Udon noodles only need 2-3 minutes to cook in the soup! Overcooking may cause the noodles to tear apart. In Step 2, use this heat guide to determine what spice level you prefer: 1/4 tsp mild, 1/2 tsp medium, 1 tsp spicy and 2 tsp extra-spicy!

Wash and dry all produce.* Peel, then mince or grate the garlic. Peel, then finely grate 1 tbsp ginger (dbl for 4 ppl). Coarsely grate the carrot(s). Thinly slice the green onions. Peel, then thinly slice the shallots into 1/4-inch slices. Finely chop the kale. Finely chop the chili, removing the seeds for less heat. (NOTE: Wear kitchen gloves when prepping the chili, if desired)

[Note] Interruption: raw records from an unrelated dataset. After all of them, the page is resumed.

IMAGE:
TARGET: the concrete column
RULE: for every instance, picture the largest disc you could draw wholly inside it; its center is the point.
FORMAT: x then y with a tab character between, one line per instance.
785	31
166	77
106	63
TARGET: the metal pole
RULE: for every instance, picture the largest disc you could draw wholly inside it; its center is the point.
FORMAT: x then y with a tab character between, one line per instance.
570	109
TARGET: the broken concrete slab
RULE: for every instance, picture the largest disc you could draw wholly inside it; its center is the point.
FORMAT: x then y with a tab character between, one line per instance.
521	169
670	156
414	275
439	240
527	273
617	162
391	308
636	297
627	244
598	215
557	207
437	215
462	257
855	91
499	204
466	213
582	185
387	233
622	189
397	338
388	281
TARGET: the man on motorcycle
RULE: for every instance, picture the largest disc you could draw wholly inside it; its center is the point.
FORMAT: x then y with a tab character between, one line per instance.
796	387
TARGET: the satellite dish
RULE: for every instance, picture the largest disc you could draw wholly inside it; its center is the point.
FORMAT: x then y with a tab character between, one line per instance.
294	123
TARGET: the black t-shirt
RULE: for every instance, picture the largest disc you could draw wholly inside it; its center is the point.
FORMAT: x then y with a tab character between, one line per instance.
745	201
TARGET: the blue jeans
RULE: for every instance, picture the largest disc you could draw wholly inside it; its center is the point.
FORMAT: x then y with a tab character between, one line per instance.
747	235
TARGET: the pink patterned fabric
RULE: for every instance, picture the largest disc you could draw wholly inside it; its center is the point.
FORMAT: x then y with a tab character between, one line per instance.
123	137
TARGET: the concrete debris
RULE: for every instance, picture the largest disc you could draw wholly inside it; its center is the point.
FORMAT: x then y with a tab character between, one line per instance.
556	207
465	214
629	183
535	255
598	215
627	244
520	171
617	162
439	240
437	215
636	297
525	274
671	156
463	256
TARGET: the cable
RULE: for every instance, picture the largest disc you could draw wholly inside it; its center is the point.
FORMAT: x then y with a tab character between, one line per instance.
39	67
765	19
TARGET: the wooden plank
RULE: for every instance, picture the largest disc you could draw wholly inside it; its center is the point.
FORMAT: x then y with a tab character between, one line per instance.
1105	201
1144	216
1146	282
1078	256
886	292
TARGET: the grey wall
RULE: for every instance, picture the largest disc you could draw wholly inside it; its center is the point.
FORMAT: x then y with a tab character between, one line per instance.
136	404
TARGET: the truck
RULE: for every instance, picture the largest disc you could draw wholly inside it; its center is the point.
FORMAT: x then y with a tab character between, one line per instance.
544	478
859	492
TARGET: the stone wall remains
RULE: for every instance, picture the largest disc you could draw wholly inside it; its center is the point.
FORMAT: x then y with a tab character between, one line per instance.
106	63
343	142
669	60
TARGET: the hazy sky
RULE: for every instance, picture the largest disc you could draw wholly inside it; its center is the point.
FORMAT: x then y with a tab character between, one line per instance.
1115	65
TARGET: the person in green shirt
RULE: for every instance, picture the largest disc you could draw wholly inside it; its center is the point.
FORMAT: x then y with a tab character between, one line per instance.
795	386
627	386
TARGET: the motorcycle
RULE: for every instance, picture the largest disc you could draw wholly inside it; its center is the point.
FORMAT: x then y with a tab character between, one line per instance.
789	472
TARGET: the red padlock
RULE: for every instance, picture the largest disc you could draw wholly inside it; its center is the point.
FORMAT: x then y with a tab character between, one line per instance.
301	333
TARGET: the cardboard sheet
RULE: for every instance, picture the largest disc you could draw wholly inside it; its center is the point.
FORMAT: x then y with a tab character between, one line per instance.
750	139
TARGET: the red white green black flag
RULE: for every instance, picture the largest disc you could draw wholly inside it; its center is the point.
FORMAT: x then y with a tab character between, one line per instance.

Heat a medium pot over medium heat. (NOTE: Use a large pot for 4 ppl.) Add 3 tsp sesame oil (dbl for 4 ppl), then the shallots. Cook, stirring occasionally, until softened, 4-5 min. Add the garlic, ginger and 1 tsp chili (dbl for 4 ppl). (NOTE: Reference the heat guide in the Start Strong). Cook, stirring often, until fragrant, 1 min.


Increase the heat to medium-high. Add 1 tbsp oil (dbl for 4 ppl), then add the minced turkey and carrots to the pot. Cook, breaking up the turkey into smaller pieces, until no pink remains, 4-5 min. (TIP: Cook to a minimum internal temp. of 74°C/165°F, as size may vary.**) Season with salt and pepper.


Add 3 cups water (dbl for 4 ppl), broth concentrates and soy sauce to the pot. Bring up to a boil over high heat, then reduce the heat to medium. Add the kale and noodles. Cook, gently stirring together, until the kale is tender and the noodles separate, 2-3 min. Season with salt and pepper.


Divide the soup and noodles between bowls. Sprinkle with the green onions and drizzle with the remaining sesame oil.